Stop 11. Turns out she is a man. He is not holding his jacket. The smell, I had gotten used to by now. It was coming from his cigarette. His hair is greying, it’s wild, partly plaited. He’s moved to the doorway of the tram. He keeps looking back at his jacket, eyes frantically wandering, wondering.


It’s on the floor where the woman left it. He cannot pick it up.


Why am I shaking? The jacket is on the floor. I grab it, I hold it out, he walks off the tram. He didn’t see. He gets off without his jacket. Doesn’t turn back. He looks like the people I walk past on the street, who I always mean to talk to, but next time, I’ll stop and talk next time. I’m too young, I’ll be able to when I’m older, I will.


People are looking at me in my stupid posh school uniform, with my stupid pride for a people I do not represent, with my stupid hand outstretched with this man’s jacket. It’s warm. Blue and white. I drape it over the seat.


There are less people on the tram now, they cannot see me shaking. I acted, but I was too late. I don’t know what my fear was, but I was gripped by it.

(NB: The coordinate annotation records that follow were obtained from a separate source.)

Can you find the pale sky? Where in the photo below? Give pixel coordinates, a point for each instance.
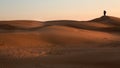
(43, 10)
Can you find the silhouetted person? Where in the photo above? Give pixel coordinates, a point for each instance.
(105, 13)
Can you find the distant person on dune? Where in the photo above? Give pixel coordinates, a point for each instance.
(104, 12)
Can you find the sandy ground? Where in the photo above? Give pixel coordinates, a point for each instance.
(60, 44)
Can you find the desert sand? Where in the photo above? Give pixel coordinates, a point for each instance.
(60, 43)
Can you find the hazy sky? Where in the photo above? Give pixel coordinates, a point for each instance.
(57, 9)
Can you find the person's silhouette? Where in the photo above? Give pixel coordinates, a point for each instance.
(104, 13)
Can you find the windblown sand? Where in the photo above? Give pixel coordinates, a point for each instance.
(60, 44)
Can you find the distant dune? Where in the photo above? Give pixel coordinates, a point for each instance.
(60, 43)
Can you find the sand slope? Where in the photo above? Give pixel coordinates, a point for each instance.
(60, 44)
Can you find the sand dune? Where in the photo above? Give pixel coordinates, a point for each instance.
(60, 43)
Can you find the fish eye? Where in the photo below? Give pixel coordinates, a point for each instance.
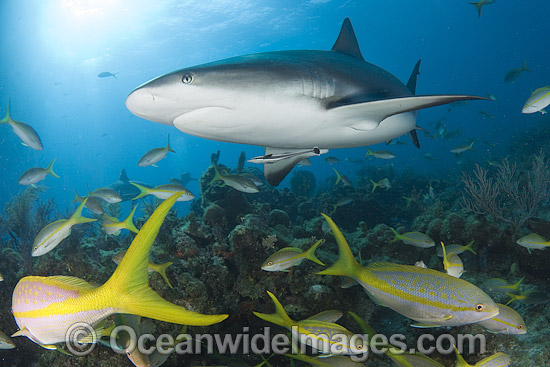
(187, 79)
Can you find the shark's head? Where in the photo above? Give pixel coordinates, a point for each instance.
(165, 98)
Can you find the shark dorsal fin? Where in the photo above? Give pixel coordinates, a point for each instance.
(411, 84)
(123, 176)
(347, 42)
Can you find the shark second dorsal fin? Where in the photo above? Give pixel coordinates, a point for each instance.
(123, 176)
(347, 42)
(411, 84)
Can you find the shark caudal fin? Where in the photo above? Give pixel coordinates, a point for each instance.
(280, 317)
(129, 283)
(346, 265)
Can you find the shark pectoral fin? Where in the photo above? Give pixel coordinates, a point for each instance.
(414, 138)
(367, 115)
(278, 162)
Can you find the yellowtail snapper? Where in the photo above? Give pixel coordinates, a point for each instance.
(46, 308)
(36, 174)
(428, 296)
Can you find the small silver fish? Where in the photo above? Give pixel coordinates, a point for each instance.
(462, 148)
(238, 182)
(36, 174)
(164, 191)
(288, 257)
(25, 132)
(108, 195)
(380, 154)
(155, 155)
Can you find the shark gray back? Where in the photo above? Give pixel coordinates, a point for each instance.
(296, 104)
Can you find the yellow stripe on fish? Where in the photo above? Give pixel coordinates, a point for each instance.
(428, 296)
(45, 308)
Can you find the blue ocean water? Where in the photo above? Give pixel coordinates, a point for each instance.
(53, 51)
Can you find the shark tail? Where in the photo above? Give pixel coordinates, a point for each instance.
(346, 265)
(469, 248)
(280, 317)
(7, 117)
(77, 198)
(50, 168)
(338, 176)
(310, 254)
(374, 185)
(128, 286)
(168, 145)
(129, 221)
(161, 269)
(77, 217)
(144, 191)
(397, 235)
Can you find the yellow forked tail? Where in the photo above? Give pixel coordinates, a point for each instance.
(129, 283)
(346, 264)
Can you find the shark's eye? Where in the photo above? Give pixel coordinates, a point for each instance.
(187, 79)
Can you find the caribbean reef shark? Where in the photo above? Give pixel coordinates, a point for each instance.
(296, 104)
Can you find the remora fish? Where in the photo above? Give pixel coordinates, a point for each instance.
(164, 192)
(25, 132)
(288, 257)
(508, 321)
(238, 182)
(35, 174)
(50, 236)
(428, 296)
(124, 187)
(325, 336)
(151, 266)
(297, 104)
(112, 225)
(45, 308)
(155, 155)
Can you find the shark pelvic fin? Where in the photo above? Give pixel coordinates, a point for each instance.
(411, 84)
(280, 161)
(347, 42)
(123, 176)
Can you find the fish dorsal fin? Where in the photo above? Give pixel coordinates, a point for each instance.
(347, 42)
(411, 84)
(123, 176)
(69, 283)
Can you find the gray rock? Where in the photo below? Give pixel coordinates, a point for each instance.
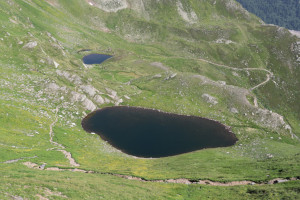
(210, 99)
(30, 45)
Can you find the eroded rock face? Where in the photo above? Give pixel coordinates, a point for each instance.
(111, 5)
(30, 45)
(188, 15)
(210, 99)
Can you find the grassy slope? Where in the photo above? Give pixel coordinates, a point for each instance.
(25, 118)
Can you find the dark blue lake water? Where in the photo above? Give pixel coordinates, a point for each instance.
(95, 59)
(150, 133)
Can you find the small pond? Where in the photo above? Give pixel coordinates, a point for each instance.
(95, 58)
(150, 133)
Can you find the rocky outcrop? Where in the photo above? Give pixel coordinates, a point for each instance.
(110, 5)
(30, 45)
(210, 99)
(187, 15)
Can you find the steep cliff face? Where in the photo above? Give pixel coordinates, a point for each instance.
(209, 58)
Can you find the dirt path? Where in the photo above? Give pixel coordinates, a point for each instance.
(175, 181)
(60, 147)
(16, 160)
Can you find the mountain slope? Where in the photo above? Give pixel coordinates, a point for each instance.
(167, 55)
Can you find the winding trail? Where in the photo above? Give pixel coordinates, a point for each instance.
(269, 73)
(175, 181)
(60, 147)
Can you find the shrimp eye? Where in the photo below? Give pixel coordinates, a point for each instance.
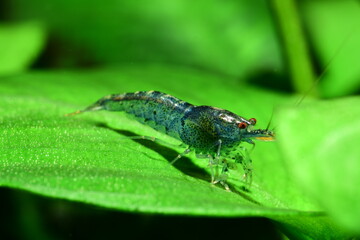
(253, 121)
(242, 125)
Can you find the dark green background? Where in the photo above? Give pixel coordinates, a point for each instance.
(246, 56)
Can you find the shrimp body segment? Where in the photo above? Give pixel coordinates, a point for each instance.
(210, 132)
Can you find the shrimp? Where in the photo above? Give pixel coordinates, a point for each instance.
(210, 132)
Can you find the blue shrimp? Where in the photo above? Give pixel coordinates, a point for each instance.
(210, 132)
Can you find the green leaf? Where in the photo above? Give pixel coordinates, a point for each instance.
(334, 30)
(320, 142)
(19, 46)
(86, 157)
(223, 38)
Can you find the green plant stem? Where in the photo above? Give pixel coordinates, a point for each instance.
(296, 49)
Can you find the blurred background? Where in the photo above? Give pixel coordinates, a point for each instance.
(280, 45)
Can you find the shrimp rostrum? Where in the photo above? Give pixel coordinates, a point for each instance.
(210, 132)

Excuse me sir, I think you dropped your jacket. I’ll just put it on the seat next to you. Can I help you with anything else?


Kayla wouldn’t be proud. I am not proud. It was so simple. I was so scared. So weak.


Stop 5. My music has blurred into a wash of sound. The tram isn’t going the rest of the way, I’ll have to walk quickly. At least I don’t have to tap off.


The dancing man does not have his jacket. It’s the first cold day of the year. I get off the tram.




I should have been bold, I should have thought quickly. I dream of starting conversations, inspiring others to do the same. But we all pretend we cannot see, we cannot hear. We all hope someone else will act. At least, I do.


I hope it’s not too cold on the street tonight, if that is where you are. I’m sorry I did not act. I’m sorry I could not. Pathetic, I know. From the comfort of my house to spill out these words of apology. Maybe one day I will no longer be hopeless, actless, spineless. I hope you are warm.